そこらじゅうに湿らせた砂や古木と苔を詰めた金魚鉢が置かれていて、苔は彼女から発せられる湿気ですくすくと成長する。苔が健やかに育つよう、部屋には間接照明しかなく、少し暗い。彼女は良い塩梅まで大きくなったコケリウムを売ることで生活していた。 彼女の気持ちは一人で部屋にいる時は比較的安定していたが、それで商売ができる程度には滅入っていた。
彼女はよく他人事のように言った。
「こんな病人、トイレに流しちゃえばいいのに」
この症状を持つ人がそうやって自殺したというニュースをたまに聞く。ところ構わず水浸しにするなんて、そりゃあ彼らは生きづらいに決まっているだろう。
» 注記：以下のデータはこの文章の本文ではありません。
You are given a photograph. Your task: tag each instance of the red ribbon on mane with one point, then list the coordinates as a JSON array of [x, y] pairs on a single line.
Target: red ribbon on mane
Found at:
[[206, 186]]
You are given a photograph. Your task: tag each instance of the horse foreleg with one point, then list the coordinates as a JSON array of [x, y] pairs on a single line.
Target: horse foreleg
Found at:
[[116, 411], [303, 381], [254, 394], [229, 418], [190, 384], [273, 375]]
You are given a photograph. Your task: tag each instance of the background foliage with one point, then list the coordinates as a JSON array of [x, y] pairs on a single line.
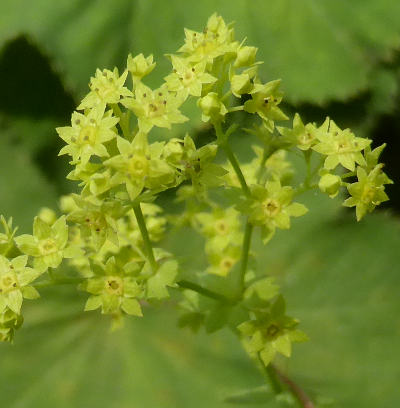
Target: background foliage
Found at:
[[336, 58]]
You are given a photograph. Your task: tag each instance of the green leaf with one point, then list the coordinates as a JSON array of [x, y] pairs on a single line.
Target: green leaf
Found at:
[[23, 188], [259, 395], [321, 50], [132, 307], [148, 363], [339, 279]]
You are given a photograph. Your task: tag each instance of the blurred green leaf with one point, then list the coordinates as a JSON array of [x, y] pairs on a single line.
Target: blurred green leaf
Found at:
[[321, 50], [340, 278], [23, 187], [260, 395], [65, 358]]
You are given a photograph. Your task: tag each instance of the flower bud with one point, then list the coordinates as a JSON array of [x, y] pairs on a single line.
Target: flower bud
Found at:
[[140, 66], [246, 56], [330, 184], [47, 215], [211, 106], [240, 84], [173, 151]]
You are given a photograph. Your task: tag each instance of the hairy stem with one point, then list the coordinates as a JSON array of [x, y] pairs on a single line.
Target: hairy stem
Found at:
[[145, 235], [245, 256], [236, 167]]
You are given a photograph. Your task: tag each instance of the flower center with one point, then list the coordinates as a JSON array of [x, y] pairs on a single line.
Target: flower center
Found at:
[[226, 264], [368, 194], [221, 227], [138, 166], [272, 330], [271, 207], [114, 285], [8, 282], [47, 246], [88, 135]]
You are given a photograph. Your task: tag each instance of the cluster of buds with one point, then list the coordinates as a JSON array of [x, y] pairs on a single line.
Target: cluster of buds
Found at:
[[107, 232]]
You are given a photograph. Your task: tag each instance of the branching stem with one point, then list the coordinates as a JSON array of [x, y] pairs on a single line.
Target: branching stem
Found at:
[[145, 235]]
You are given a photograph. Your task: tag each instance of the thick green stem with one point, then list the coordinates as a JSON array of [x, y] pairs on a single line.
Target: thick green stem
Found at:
[[203, 291], [245, 256], [273, 378], [122, 121], [236, 167], [249, 228], [145, 235]]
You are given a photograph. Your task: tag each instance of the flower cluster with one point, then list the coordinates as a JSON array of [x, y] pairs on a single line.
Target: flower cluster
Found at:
[[107, 232]]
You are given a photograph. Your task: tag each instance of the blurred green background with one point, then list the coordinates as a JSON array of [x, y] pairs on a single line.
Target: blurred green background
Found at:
[[341, 278]]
でも、だからってそこまで思い詰めなくて良いのではないか? 四六時中迷惑をかけているというわけでもないし、そのうち特効薬が作られるかもしれない。それに──
「そんなことしたら修理にいくらかかると思う?」
彼女は食い下がる。
「でも長い目で見て、この先ずうっと拭き掃除したり、カビと戦ったり、対応に追われてうんざりすることを考えたら、その方が良いって思わない?」
彼女はこの調子で長いこと死にたがっていた。私が愛想を尽かすのを期待しているのか、わざと部屋中をびしょびしょにしている気がする時もあった。でも、私は彼女に死ねなんて言ったりはしなかった。当たり前じゃないか? 私は特別性格が良いわけでもないが、他人に死を求める権利はないことを知っている。
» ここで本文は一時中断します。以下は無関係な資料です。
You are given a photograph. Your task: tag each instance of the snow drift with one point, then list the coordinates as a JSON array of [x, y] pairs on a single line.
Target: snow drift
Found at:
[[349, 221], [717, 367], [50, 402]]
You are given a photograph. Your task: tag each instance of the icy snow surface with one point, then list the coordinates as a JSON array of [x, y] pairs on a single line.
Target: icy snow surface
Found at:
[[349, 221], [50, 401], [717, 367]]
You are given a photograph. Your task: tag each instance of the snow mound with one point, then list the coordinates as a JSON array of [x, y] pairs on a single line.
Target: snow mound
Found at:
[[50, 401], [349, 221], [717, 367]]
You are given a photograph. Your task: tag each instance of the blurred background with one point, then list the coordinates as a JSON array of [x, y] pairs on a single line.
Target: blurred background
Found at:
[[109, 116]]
彼女には同じ症状を抱えた親類が何人かいた。彼らは彼女よりずっと歳上で、その人たちについて、彼女はたまにこんなふうにに語った。
「いったいどうやってあんなに長生きしたのかしら? どうやってこんなことに耐えたのかしら? つまり……どうやって自分自身に耐えたのかしら?」
彼女は帰省した際に叔父とそれについて話し合い一応の答えを得た。
「若い頃は自分だってびしょびしょにしてしまうことが嫌なのにどうにもならなくて辛かったって。でもそういうものだと受け入れるしかないって結論に至ったみたい──そんなことあたしだって思いつく理論だわ。なんにもしないで見て見ぬふりをするのとどんな違いがある?」
彼女はますます滅入ってしまったようだった。
だが、私はその結論はあながち間違いではないと思った。人生にはどうにもできないことが確かに存在する……ただ、彼女の中であの症状がそれに当てはまるのかは分からなかった。
彼女は水浸しにすることを「しょうがない」と言いつつ開き直りきれず、本質的な解決策が見つからないことに絶望し切れないような不安定さを抱えていて、その揺れを反映して周囲も洪水みたいな有様になるのだった。
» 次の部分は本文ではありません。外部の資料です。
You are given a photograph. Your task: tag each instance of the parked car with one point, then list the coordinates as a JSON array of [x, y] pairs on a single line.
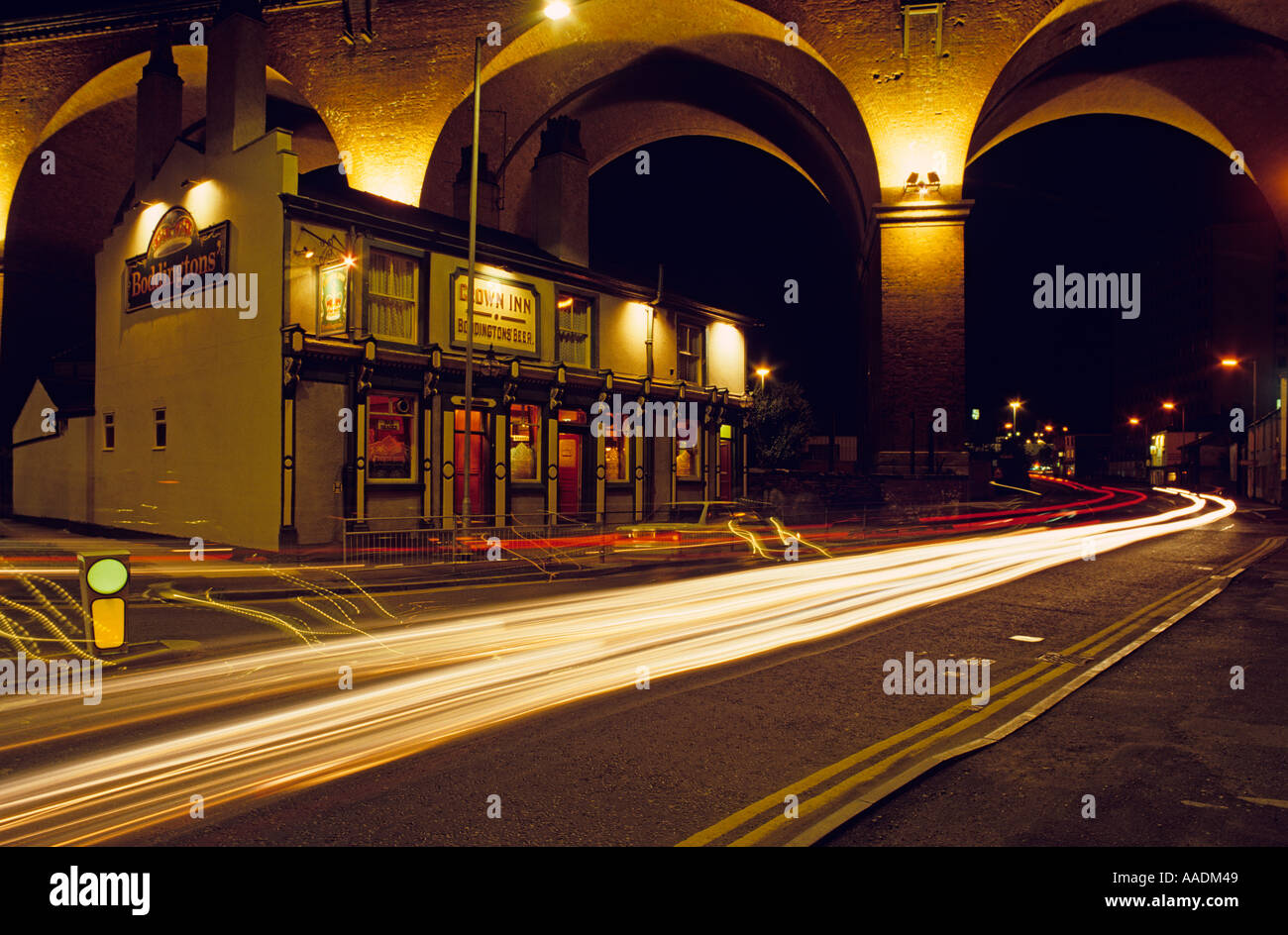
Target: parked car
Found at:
[[697, 528]]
「あたしがびしょびしょになっている限り、あたしは病人で、それ以上でもそれ以下でもないの。なにを考えているかは問題じゃない」
家の中が水没する頻度が高くなった頃、彼女はコケリウムを全て売り切って「魚でも育てようかしら」と言い始めた。そのためにまた金魚鉢を入荷したが、肝心の魚はなかなかやって来ず、彼女の部屋にはただ空のガラスの器に水滴が垂れる音が響いていた。
結局、彼女は自殺した。トイレのレバーに紐をかけて、自分で流れていった。
案の定水になりきらなかった彼女の肉体は排水管に詰まり、バスルームは水浸しになった。
私はやれやれと思いながら水道局に電話をかけた。いったい修理に幾らかかるやら。